ルコルニュ首相は9月24日に全労組の代表を首相府に招いて、予算法案の準備などを巡り協議した。労組側は首相の対応に強い失望の念を表明、同日中に、10月2日(木)に次回の抗議行動を行うことを決めて発表した。
労組側は特に、平等な税制の実現と定年年齢の引き上げの断念を要求していた。24日の会合で労組側は、首相が具体的な方針を一切示さなかったと反発している。2日の抗議行動には教員労組も合流を決めており、労組側では大規模なストなどを行って圧力を行使する構え。

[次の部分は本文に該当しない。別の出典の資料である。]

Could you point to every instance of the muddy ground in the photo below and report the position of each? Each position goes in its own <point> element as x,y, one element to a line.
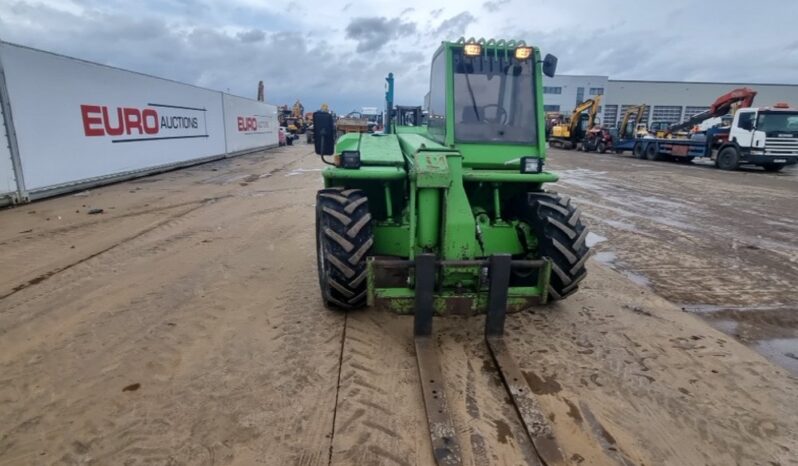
<point>183,326</point>
<point>723,245</point>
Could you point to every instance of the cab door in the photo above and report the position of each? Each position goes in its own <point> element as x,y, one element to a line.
<point>743,131</point>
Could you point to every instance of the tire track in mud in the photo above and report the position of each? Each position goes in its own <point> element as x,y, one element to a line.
<point>377,416</point>
<point>621,380</point>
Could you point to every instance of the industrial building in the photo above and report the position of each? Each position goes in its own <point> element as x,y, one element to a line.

それとは真逆の立場から、経営者団体MEDEFのマルタン会長は24日に、「巨大ミーティング」を10月13日(月)に開催すると予告した。会長も、ルコルニュ首相との協議に失望の念を表明。会長は特に、企業に対する課税圧力の強さを問題視しており、2025年に臨時導入された大手企業対象の特別課税の継続や、富裕者対象の課税強化に反対している。後者については、フランス最大の富豪であるベルナール・アルノー氏(高級ブランド大手LVMHのCEO)が、社会党などが導入を要求する、いわゆる「ズックマン課税」を激しく批判する一幕が先にあったばかりで、これにはアルノー氏の「トランプ的傾斜」を指摘する向きもある。ルコルニュ首相は、ベンチャー企業への出資分などを念頭に、生産投資を妨げるような富裕課税は導入しないと述べているが、どのような落とし所を探るつもりなのかは明確になっていない。
その一方で、農民団体FNSEAの呼びかけで、9月25日から26日にかけて全国で一連の抗議行動が行われた。農民らは、欧州連合(EU)とメルコスール(南米南部共同市場)の間で合意に達した自由貿易協定について、農産品の大量流入を招き、農業に破滅的な打撃をもたらすと主張している。